Panos amarrados nos dedos,
Boca às vezes sangrando,
Joelhos arranhados
Cotovelos e pernas machucadas,
Na cabeça galo, pela trombada,
Quase do tamanho de um ovo,
Provocado pela pelada.
O qual se curava com uma faca de aço,
Que passava ali, por três vezes cruzadas,
Era simpatia da vovó.
Que tudo resolvia, nesse dia estava curado.

Nossa!

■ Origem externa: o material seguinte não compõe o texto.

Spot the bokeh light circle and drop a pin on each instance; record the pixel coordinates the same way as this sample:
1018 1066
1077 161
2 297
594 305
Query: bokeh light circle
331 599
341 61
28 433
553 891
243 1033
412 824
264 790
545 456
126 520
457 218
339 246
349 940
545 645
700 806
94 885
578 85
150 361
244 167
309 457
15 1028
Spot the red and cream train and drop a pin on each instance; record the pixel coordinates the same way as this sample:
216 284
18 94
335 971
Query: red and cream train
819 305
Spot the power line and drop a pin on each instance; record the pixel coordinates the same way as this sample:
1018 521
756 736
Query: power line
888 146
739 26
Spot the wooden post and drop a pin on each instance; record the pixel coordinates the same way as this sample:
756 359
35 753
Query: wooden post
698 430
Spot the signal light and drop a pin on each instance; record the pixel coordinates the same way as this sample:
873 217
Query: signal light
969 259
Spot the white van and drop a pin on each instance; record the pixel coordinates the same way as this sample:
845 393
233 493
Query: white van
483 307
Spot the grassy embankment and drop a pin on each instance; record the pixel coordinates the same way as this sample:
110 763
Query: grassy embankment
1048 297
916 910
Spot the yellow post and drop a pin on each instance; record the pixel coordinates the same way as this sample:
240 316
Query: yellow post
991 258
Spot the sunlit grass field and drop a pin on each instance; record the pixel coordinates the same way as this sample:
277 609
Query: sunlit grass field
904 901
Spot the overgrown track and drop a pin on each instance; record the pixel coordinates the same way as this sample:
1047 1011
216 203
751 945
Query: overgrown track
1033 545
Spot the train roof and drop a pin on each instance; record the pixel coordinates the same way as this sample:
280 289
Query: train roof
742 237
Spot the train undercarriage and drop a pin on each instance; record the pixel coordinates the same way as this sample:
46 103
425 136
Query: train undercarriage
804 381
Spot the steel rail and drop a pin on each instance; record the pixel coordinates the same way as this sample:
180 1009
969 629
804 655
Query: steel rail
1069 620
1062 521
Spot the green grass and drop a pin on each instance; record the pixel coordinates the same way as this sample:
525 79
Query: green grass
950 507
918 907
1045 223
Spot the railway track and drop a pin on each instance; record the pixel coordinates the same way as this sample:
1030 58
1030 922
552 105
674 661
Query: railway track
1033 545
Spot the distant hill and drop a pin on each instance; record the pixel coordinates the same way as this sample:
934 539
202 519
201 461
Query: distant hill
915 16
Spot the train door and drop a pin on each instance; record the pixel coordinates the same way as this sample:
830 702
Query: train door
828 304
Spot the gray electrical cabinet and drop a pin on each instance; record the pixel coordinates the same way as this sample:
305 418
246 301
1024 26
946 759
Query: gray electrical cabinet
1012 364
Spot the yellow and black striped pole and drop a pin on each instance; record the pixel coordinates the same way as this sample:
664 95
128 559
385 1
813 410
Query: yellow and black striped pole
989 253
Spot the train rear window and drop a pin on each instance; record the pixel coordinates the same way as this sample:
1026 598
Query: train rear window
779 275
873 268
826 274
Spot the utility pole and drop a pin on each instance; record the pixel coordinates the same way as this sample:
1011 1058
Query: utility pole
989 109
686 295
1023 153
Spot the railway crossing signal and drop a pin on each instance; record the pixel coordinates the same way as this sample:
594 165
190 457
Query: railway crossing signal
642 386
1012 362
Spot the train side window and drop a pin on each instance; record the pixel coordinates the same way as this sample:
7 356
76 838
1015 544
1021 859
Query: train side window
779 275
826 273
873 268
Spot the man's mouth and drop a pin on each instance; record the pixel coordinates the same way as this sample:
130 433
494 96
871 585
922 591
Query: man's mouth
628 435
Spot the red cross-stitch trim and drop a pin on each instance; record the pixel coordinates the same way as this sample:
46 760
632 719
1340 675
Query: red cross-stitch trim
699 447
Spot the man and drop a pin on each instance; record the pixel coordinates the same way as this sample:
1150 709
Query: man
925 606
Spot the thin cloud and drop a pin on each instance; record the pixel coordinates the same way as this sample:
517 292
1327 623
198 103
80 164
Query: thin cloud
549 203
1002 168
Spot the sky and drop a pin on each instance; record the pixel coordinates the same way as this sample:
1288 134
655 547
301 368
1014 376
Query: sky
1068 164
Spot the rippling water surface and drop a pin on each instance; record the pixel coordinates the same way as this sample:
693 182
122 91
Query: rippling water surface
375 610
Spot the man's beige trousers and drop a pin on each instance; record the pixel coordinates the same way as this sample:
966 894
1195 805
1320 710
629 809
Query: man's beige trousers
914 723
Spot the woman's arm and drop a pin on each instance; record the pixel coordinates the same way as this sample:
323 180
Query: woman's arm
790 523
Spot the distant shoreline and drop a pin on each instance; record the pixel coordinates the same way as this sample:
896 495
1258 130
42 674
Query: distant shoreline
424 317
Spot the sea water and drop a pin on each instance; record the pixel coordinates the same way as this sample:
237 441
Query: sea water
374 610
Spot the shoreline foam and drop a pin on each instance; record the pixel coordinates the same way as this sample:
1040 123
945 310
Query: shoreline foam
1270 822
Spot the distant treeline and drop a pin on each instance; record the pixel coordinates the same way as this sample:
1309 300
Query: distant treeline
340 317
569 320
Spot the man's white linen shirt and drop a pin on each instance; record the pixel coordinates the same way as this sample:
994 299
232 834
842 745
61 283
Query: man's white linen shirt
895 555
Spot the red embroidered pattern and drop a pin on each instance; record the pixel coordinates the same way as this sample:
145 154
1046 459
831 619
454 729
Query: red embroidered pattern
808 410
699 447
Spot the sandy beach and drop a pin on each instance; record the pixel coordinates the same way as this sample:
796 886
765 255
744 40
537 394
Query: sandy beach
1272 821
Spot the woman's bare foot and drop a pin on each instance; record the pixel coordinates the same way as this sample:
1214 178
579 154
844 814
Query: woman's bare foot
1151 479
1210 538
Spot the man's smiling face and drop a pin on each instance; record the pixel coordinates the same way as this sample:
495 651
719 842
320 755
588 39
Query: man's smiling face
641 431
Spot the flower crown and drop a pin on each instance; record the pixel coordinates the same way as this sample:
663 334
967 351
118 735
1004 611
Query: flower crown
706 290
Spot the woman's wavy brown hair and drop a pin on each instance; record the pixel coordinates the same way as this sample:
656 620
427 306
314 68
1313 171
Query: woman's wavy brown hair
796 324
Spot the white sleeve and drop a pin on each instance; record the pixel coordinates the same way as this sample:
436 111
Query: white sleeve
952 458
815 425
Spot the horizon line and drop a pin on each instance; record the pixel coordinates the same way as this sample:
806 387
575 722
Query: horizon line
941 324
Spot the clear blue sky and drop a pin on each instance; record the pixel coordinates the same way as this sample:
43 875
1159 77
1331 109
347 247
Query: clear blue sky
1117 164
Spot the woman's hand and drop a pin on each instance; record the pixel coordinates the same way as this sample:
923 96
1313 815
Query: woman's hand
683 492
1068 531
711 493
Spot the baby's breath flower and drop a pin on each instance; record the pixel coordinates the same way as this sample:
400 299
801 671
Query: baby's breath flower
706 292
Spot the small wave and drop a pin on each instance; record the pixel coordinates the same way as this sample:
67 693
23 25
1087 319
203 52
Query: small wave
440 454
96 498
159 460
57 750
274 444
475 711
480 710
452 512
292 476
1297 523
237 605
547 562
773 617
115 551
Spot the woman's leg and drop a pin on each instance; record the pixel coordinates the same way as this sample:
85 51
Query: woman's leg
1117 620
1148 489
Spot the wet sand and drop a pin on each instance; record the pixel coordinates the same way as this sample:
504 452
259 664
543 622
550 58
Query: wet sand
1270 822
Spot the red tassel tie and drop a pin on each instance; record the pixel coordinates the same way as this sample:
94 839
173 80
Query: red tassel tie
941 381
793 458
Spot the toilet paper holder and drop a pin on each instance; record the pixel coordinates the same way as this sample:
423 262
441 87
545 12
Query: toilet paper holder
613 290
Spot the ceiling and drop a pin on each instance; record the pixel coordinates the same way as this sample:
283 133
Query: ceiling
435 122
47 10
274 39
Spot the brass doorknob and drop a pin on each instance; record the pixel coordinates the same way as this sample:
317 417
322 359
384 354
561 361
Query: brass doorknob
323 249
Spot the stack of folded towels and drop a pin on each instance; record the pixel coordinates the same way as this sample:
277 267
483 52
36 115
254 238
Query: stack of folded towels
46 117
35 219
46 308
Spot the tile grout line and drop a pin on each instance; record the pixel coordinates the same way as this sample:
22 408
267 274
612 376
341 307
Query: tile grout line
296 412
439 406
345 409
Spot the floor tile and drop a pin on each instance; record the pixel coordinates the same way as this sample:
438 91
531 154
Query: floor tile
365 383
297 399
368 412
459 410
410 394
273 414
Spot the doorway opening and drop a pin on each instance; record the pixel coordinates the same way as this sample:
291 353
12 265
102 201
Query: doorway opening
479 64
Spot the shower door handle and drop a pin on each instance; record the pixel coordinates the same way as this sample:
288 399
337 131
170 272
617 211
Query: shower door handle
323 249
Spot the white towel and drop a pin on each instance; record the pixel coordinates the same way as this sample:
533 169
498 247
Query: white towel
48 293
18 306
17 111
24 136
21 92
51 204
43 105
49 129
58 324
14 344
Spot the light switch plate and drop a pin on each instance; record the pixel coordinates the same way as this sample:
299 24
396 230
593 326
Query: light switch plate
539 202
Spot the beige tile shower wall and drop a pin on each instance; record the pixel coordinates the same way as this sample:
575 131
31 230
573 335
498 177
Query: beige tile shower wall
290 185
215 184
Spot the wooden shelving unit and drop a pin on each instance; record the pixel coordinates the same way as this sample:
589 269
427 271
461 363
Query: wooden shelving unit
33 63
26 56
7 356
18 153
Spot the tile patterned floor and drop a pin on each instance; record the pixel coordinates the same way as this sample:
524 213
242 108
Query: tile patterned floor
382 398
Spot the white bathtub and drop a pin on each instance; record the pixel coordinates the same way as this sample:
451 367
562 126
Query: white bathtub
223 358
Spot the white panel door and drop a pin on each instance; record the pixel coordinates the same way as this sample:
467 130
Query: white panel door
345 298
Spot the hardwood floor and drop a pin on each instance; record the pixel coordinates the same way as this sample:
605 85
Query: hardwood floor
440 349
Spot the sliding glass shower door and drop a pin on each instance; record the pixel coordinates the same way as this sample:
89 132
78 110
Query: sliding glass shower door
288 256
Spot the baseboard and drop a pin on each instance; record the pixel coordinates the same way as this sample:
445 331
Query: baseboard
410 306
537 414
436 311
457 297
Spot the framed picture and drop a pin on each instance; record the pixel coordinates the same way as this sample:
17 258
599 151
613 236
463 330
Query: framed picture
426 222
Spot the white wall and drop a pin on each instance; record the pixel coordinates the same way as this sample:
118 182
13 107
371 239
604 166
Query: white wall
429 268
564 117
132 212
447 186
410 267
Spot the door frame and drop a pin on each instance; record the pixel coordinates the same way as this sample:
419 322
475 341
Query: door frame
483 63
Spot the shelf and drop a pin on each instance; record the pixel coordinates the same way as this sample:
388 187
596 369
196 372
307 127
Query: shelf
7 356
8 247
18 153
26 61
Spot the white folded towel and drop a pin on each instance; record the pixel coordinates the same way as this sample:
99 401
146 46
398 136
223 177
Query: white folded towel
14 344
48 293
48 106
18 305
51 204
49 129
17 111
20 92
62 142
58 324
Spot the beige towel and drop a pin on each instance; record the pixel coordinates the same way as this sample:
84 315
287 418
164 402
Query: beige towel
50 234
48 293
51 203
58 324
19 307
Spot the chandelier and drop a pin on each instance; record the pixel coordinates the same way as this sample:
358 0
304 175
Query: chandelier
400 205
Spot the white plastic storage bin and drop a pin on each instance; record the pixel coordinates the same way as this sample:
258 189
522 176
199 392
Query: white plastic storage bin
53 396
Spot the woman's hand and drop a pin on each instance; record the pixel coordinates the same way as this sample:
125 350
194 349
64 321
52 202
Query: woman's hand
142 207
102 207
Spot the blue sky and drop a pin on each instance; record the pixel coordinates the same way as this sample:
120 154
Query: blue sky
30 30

E os doces,
Fabricados por Dona Judite e Dona Leonora,
Era de Leite açucarado e de mamão verde ralado,
Ambos deliciosos, cara melados.

E aquele leitinho,
Tirado na hora,
Tomado ainda bem quentinho,
Dizia minha avó:
Separa uma vaca de cor preta,
Pois o leite é mais confiável,
Realmente, hoje não tomo,
Mas acredito ainda ser muito saudável.

E os ovos caipiras, aqueles bem vermelhinhos,
Os pães italianos, assados no forno caseiro,
Colocávamos aquela manteiga feita de leite gordo da fazenda,
Comíamos a vontade.
Interessante, nunca ouvíamos falar da tal da obesidade.

Também brincávamos,
Sempre na rua
E éramos superdotados.

Lembro-me agora,
Que dividíamos com os colegas,
Tal guaraná festa,
Cada qual dava um gole na mesma garrafa,
Não me recordo se alguém morreu disso.

Não tínhamos TV,
Videocassete, computador,
E tão pouco DVD,
Só tínhamos mesmo só amigo.
Meu colega possuía uma cadela,
Comia os restos da gente...
Quando sobrava.
Ração para cão não havia,
Ela tomava banho com sabão em barra,
Aquele, fabricado pela tia Olímpia,
E bastante água fria.

Banho quente!
Que isso está brincando,
Não tinha nem pra gente,
O sabonete, xampu,
Isso não era moda,
Usávamos também o sabão em barra,
Feito de soda.

Depois do banho tomado,
Íamos pra casa de nossos colegas,
Entravamos sem bater,
E brincávamos até, não mais querer.

Voltando a escola,
Havia bons e maus alunos,
Coitada de nossa professora,
Recordo que uns passavam e outros não,
Por isso nunca soube,
Que alguém fosse a psicólogo,
Não havia a moda da repetência,
Simplesmente começava,
Tudo de novo.

Como eu era feliz,
Tinha papai e mamai,
Que me escutava,
Embora bravos, muito me amavam.
Eu vivia em liberdade,
Havia fracassos,
Sucessos e,
Deveres,
E cada colega aprendia,
A viver e lidar,
Com cada problema.

Hoje questiono, olhando tudo isso,
Todo esse sistema atual,
Isso não pode...
Isso engorda...
Esse aqui, faz um tremendo mal.

Então como consegui,
Chegar até aqui,
Ou melhor, como pude,
Desenvolver a minha capacidade, e,
Como adquiri?

Você que acabou de tomar
Conhecimento dessa história,
Sentiu emoção ou não?
Qual foi a sua geração?

Se quiseres passar isso para os filhos,
Já sei qual será a reação.
Não vão aceitar...
Mas não se espante,
Já até fiz uma idéia do que eles vão dizer:
Isso e loucura,
É pagar mico...
Vida indígena.

Olha,
Mas aqui ainda está a chave de ser feliz!